# Alito on the death penalty, and deontic logic.

In a 2015 death penalty case Alito wrote: “Because it is settled that capital punishment is constitutional, [i]t necessarily follows that there must be a [constitutional] means of carrying it out.” I think Alito’s reasoning is formally incorrect.

Let:
$e$ = We execute Jones.
$p$ = We cause Jones excruciating pain.

Suppose it is a brute fact that if we execute Jones then we cause Jones excruciating pain: ie, $e \rightarrow p$.

Introduce $PE$ as a deontic operator for “it is constitutionally permissible that” and $OB$ for “it is constitutionally obligatory that.” These should function as a deontic operators in standard deontic logic (SDL). Alito’s claim is that the following is an inconsistent triad: $\{ PE(e), \neg PE(p), e \rightarrow p \}$

These would be inconsistent if $\neg PE(p), e \rightarrow p \vdash \neg PE(e)$.

What would an argument for this look like. Maybe the following:

der(A)
1. $\neg PE(p)$ assumption
2. $e \rightarrow p$ assumption
3. $PE(e \rightarrow p)$ from 2, deontic logic
4. $PE(e) \rightarrow PE(p)$ from 3, deontic logic
5. $\neg PE(e)$ from 1 and 4, modus tollens

I suppose we might have to grant that brute facts must be permissible: ie that step 3 is valid. $PE(e \rightarrow p)$ is true because $p \rightarrow e$ is true in the actual world and hence must be accepted as permissible.

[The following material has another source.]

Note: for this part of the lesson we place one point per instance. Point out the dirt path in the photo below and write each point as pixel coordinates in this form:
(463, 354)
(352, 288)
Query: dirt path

But I don’t think that step 4 is valid. Supposing we grant that $P(e)$ is true, this just means there’s some normatively admissible world, maybe some world where all feasible means of execution does not cause excruciating pain, maybe not the actual world, where $e$ is made true by our action. This is consistent with there being no normatively admissible world where $p$ is made true by our action, including the actual world.

Maybe the thought is that the derivation should go like this:

der(B)
1. $\neg PE(p)$ assumption
2. $e \rightarrow p$ assumption
3. $OB(e \rightarrow p)$ from 2, deontic logic
4. $OB(e) \rightarrow OB(p)$ from 3, deontic logic
5. $PE(e) \rightarrow PE(p)$ from 4, deontic logic
6. $\neg PE(e)$ from 1 and 5, modus tollens

The reason for doing this is to try to use the distributivity of \rightarrow OB$(analogue of modal S5) to get get around the problem of the non-distributivity of \rightarrow PE$ in the failed der(a), and into a position to do the modus tollens Alito desires. There is a rule of SDL that says that if a proposition is a theorem then it is obligatory. Maybe this could be used to justify step 3. This would be a mistake; $e \rightarrow p$ is not a theorem. Also, I think that the step from 4 to 5 would be invalid. It would work if  $\vdash PE(e) \rightarrow OB(e)$ and $\vdash OB(p) \rightarrow PE(p)$, but the former is clearly not a theorem.

If I’ve got this right, I’ve really only shown that two attempts to reconstruct Alito’s thinking are dead ends. This doesn’t show that there is no valid reconstruction, but to me it doesn’t look promising. Alito seems to have confused the condition of there being some normatively permissible world in which $e$ is made true by our action with the condition that the actual world must be a normatively permissible world in which e is made true by our action, but the latter condition is precisely what is made false if the only actual means to $e$ is $p$ and $\neg PE(p)$.